The machines will take over : Blade Runner has human clones revolting against the system. The Matrix has machines harvesting humans for energy. The Terminator has machines overthrowing human control in distant future. I, Robot details a world where the co-existence of humans and robots is threatened when the latter starts experiencing emotions. Sometimes it is not machines taking over. Like in Planet of the Apes, hyperrational apes control Earth.
There will be widespread poverty and inequality among classes : Soylent Green illustrates a future where people kill each other over food. Delicatessen has food being used as currency. Akira, set in 2019, builds Neo-Tokyo, a futuristic city that has arisen from ashes under Japan’s new political system; but the glittering city is built on foundations of poverty, ignorance and despair. In Metropolis, people are divided into two groups : the thinkers–who make plans, yet don’t know how to operate machinery, and the workers–who forward production without having any overview vision.
Apocalypse will be knocking at the door : Be it through nuclear weapons as in Mad Max and Dr. Strangelove, through infertility as in Childen of Men, through a worldwide plague as in Twelve Monkeys and Contagion, through zombie infestation as in 28 Days Later and Invasion of the Body Snatchers, through dimensional mishap as in Quiet Earth, or some undisclosed reason as in The Road, the fragility of human existence is brought out in futuristic movies.

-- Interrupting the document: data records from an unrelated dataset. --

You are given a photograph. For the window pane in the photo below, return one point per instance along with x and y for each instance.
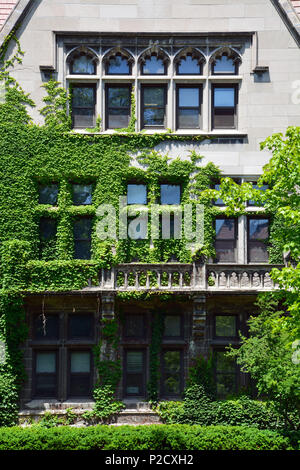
(154, 96)
(80, 326)
(188, 97)
(46, 362)
(83, 228)
(82, 194)
(48, 194)
(136, 194)
(225, 229)
(258, 229)
(118, 65)
(260, 188)
(153, 66)
(170, 193)
(218, 202)
(224, 65)
(172, 325)
(188, 65)
(154, 117)
(82, 236)
(258, 252)
(225, 251)
(135, 372)
(224, 118)
(172, 372)
(118, 118)
(83, 64)
(48, 228)
(226, 384)
(224, 97)
(118, 97)
(83, 117)
(46, 327)
(134, 326)
(82, 249)
(80, 362)
(134, 361)
(188, 118)
(225, 363)
(45, 385)
(225, 325)
(83, 96)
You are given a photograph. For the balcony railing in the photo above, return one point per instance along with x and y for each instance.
(180, 277)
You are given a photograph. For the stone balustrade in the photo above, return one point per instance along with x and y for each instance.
(180, 277)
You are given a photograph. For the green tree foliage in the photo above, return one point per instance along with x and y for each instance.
(267, 356)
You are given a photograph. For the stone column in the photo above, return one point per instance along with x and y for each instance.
(198, 344)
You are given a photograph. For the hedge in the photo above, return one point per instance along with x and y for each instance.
(153, 437)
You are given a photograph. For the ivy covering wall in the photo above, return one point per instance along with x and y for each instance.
(31, 155)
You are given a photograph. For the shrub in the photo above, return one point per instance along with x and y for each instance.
(105, 406)
(198, 408)
(8, 400)
(153, 437)
(169, 411)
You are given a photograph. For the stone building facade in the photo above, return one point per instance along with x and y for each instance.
(228, 70)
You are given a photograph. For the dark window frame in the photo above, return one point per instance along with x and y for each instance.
(167, 348)
(250, 202)
(235, 63)
(253, 217)
(168, 183)
(76, 240)
(107, 107)
(42, 185)
(106, 67)
(43, 340)
(84, 339)
(235, 107)
(218, 182)
(87, 183)
(35, 352)
(135, 337)
(76, 56)
(235, 239)
(76, 348)
(144, 373)
(165, 64)
(237, 326)
(188, 74)
(136, 183)
(219, 372)
(154, 85)
(199, 107)
(84, 85)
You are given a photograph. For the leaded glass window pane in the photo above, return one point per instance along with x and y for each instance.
(82, 194)
(225, 325)
(136, 194)
(118, 65)
(172, 372)
(170, 193)
(224, 65)
(172, 325)
(188, 66)
(48, 194)
(83, 65)
(153, 66)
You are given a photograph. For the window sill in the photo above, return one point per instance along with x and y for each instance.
(225, 78)
(83, 78)
(178, 132)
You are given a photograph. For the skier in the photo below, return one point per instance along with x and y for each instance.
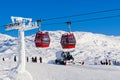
(3, 59)
(40, 59)
(35, 59)
(27, 59)
(15, 59)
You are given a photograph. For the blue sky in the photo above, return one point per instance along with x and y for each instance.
(36, 9)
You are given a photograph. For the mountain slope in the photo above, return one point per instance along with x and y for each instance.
(88, 48)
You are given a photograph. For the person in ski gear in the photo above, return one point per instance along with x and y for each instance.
(40, 59)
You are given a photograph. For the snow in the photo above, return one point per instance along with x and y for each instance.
(90, 48)
(86, 72)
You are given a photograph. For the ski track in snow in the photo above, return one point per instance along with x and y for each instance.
(89, 48)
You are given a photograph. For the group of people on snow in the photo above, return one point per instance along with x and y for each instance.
(33, 59)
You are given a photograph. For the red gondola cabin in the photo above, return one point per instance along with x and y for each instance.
(42, 39)
(68, 41)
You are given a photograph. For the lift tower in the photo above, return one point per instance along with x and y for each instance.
(21, 24)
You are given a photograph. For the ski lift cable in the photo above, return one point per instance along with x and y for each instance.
(84, 20)
(84, 14)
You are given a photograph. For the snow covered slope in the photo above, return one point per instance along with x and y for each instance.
(57, 72)
(89, 47)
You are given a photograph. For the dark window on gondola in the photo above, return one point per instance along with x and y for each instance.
(45, 39)
(71, 40)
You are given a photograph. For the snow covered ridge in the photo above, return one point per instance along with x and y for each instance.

Out of the darkness, there will rise a hero : When the system controlling lives corrupts beyond repair, someone has to step up and take a stand. John Preston in Equilibrium, Snake Plissken in Escape from New York, Guy and Linda Montag in Fahrenheit 451, V in V for Vendetta, Kaneda in Akira, Mal Reynolds in Serenity, John Anderton in Minority Report, Neo, Morpheus and Trinity in The Matrix, John Connor in Terminator : Salvation, Deckard in Blade Runner are examples of such heroes who revolt against the system.

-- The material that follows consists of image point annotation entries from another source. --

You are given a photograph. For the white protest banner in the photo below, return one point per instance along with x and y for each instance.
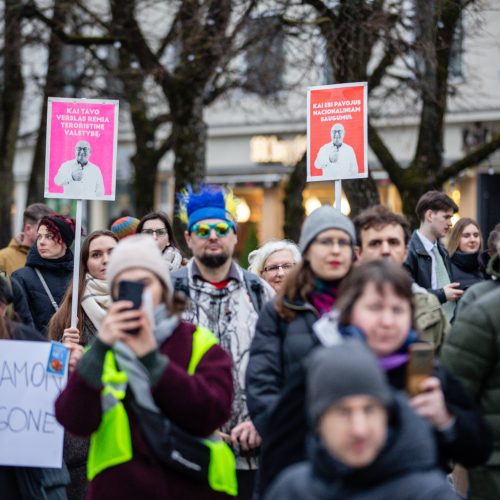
(337, 136)
(29, 433)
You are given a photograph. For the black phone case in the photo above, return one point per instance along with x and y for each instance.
(131, 290)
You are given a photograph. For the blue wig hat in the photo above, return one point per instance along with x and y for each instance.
(210, 202)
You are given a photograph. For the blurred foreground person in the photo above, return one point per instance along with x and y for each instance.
(472, 353)
(27, 483)
(39, 287)
(366, 442)
(273, 261)
(376, 307)
(147, 374)
(464, 246)
(226, 299)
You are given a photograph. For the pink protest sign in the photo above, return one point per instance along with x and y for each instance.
(80, 159)
(337, 146)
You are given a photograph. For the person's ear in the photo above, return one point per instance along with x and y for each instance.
(357, 252)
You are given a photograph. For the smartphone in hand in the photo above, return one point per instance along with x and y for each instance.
(132, 291)
(419, 367)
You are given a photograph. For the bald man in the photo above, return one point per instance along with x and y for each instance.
(337, 159)
(80, 178)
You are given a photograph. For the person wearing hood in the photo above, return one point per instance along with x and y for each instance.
(39, 287)
(365, 441)
(146, 359)
(492, 271)
(376, 307)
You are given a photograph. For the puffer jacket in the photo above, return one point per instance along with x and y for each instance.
(465, 269)
(472, 353)
(31, 301)
(404, 469)
(278, 349)
(480, 289)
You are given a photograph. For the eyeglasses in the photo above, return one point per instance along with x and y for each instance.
(274, 269)
(331, 242)
(159, 232)
(47, 236)
(203, 230)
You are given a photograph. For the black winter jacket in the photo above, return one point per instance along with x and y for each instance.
(278, 349)
(31, 301)
(419, 264)
(465, 269)
(405, 468)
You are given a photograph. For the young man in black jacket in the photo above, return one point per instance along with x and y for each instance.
(428, 261)
(367, 442)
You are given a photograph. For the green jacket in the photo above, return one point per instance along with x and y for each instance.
(472, 353)
(482, 288)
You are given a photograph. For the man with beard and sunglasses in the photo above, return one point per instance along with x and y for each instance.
(226, 299)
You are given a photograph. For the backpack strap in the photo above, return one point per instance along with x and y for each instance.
(47, 289)
(255, 289)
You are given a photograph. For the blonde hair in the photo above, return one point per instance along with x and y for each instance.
(257, 258)
(456, 234)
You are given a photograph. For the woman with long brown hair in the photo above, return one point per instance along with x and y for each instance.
(93, 292)
(464, 246)
(93, 302)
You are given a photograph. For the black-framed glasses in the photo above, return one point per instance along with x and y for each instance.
(203, 230)
(159, 232)
(275, 268)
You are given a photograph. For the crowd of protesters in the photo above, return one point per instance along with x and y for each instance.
(193, 378)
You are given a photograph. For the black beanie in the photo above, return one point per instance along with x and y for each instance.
(336, 372)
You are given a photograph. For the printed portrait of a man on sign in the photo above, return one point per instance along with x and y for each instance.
(337, 132)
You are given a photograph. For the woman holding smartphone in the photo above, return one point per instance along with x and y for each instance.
(376, 307)
(174, 368)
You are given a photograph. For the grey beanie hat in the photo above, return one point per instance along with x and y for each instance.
(138, 251)
(323, 218)
(348, 369)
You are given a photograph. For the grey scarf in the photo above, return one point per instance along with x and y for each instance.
(138, 377)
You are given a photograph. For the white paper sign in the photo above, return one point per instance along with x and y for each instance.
(29, 433)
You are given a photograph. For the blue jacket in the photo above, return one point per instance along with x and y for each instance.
(419, 264)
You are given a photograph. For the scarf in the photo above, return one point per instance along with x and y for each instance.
(138, 377)
(96, 299)
(324, 295)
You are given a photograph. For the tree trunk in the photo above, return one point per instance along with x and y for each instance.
(293, 202)
(189, 136)
(53, 87)
(13, 88)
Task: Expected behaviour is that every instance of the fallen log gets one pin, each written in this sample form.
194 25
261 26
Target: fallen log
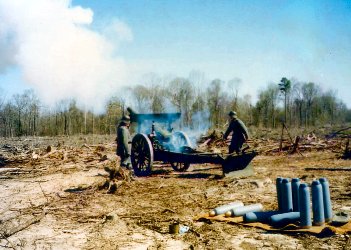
8 232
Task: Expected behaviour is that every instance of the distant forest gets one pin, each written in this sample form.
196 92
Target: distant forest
298 104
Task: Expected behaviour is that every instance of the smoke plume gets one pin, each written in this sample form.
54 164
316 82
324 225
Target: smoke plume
58 52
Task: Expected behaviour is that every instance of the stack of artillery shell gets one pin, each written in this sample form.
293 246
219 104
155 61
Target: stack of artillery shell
296 197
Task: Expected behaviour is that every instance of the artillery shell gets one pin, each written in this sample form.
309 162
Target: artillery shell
240 211
281 220
259 216
225 208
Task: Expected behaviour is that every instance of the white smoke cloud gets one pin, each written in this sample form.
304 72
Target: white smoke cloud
59 53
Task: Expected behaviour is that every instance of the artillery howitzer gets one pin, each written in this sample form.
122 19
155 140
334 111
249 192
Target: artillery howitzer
162 144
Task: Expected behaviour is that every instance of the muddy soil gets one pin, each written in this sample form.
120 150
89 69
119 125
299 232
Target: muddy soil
52 198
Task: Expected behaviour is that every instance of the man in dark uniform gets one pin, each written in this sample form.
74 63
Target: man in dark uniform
240 133
123 142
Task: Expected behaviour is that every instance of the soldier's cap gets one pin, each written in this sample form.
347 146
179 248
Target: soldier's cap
232 114
126 119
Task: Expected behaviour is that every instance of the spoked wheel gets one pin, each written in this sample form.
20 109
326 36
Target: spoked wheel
142 155
180 166
179 140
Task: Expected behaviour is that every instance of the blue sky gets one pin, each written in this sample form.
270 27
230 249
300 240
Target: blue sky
257 41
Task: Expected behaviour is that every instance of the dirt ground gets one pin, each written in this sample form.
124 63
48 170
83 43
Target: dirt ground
51 198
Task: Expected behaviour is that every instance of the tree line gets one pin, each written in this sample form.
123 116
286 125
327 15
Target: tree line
298 104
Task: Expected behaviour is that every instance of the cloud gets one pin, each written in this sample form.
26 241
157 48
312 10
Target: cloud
59 53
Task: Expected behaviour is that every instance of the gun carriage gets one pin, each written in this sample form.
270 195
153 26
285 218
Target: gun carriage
173 147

Within our contemporary political despair, each film can be read as both a mirror and an alarm, reflecting what some see as hopeless, or hopelessly complicated by war, immigration struggles, and environmental degradation. There has to be more to life, these films seem to be shouting. There will be oppression, bigotry, and small-mindedness in some form as long as there are political systems. In all these films, we are implored by example not to look away, but to witness the suffering of the world. And to take necessary steps to curb it. Because even in the darkest of dystopia, there is always a hint of hope.